Бескорыстен, чуток, внимателен был к людям Павленков. Когда Лункевич завершил выполнение своего обязательства перед издателем и сдал свою последнюю рукопись из сорока для «Научно-популярной библиотеки», он решил совершить поездку за границу. Необходимость в этом диктовалась намечавшимся переизданием ранее выпущенных книг «Наука о жизни» и «Популярная биология». Нужно было пополнить свои знания, усовершенствоваться в языках, чтобы успешнее работать над первоисточниками. Важно было попасть в книгохранилища Берлина, Парижа, Рима и Женевы. Но откуда взять средства для такой поездки? И Лункевич решает продать права на последующие издания всей своей «Популярной библиотеки» издателю Павленкову. Узнав об этом, Флорентий Федорович живо поддержал поездку за границу талантливого автора для пополнения своих научных познаний, однако категорически отклонил саму мысль о продаже автором права на собственные работы. «…Насчет денег не беспокойтесь, — заверил Флорентий Федорович, — буду высылать Вам гонорар ежемесячно в счет печатания Ваших книжечек. Библиотечку Вашу я не куплю. Она всю жизнь будет Вас кормить!»
И действительно, в течение четверти века повторные издания библиотеки позволяли Лункевичу продолжать свою работу, особенно в период эмиграционных скитаний.
СРАЖЕНИЯ С ЦЕНЗУРОЙ
Петербург по обыкновению встречал теплотой и радушием многих подвижников на ниве просвещения, да и вообще общественной деятельности. Столица привлекала к себе все интеллигентные силы и дарования из провинции.
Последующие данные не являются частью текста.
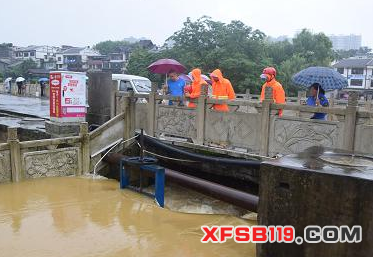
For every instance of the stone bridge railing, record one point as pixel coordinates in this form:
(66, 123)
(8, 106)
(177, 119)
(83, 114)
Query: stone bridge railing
(252, 126)
(44, 158)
Прогрессивно настроенные петербургские деятели, к которым примыкал и Флорентий Федорович, стремились помочь любому начинанию, родившемуся где-либо в отдаленных уголках и в университетских городах империи.
В 1889 году из Харькова приезжает в Петербург заведующая местной воскресной школой X. Д. Алчевская. Вместе с другими учителями она составила трехтомный критический указатель книг для народного и детского чтения.
Рукопись второго тома указателя «Что читать народу» она незадолго до своего приезда послала к издателю, которого называла не иначе как одним из своих самых близких друзей, — Флорентию Федоровичу Павленкову.
По совету друзей
X. Д. Алчевской казалось, что лучше будет, если представит издание перед строгими судьями-цензорами кто-либо из авторитетных современников.
Однако опытный издатель руководствовался не чувствами, а практическими соображениями в своих взаимоотношениях с цензурным комитетом. В своем дневнике Алчевская рассказывает об этом достаточно подробно: «По приезде в Петербург я все-таки не знала, в цензуре ли книга или нет, и тотчас же послала записку к издателю ее, Павленкову, трепетно ожидая от него ответа. На визитной карточке, которую мне принес посыльный, было написано лаконически: “Буду у Вас завтра в 12 часов”. Ответ этот страшно взбесил меня, и я еле могла дождаться следующего утра.
— Ну, повинную голову и меч не сечет! — сказал мне, входя, Павленков со своей обычной саркастической улыбкой. — Я не послушался Вас, Христина Даниловна, и послал книгу в цензуру просто со сторожем. К чему Вам обставлять ее какими-то особенными условиями и тем самым возбуждать к ней излишние подозрения. Книга эта так безобидна, что не требует положительно никаких ухищрений, и я настолько уверен в благополучном исходе, что готов выпустить публикации о ней в воскресенье, несмотря на то, что срок ее в цензуре истекает в понедельник».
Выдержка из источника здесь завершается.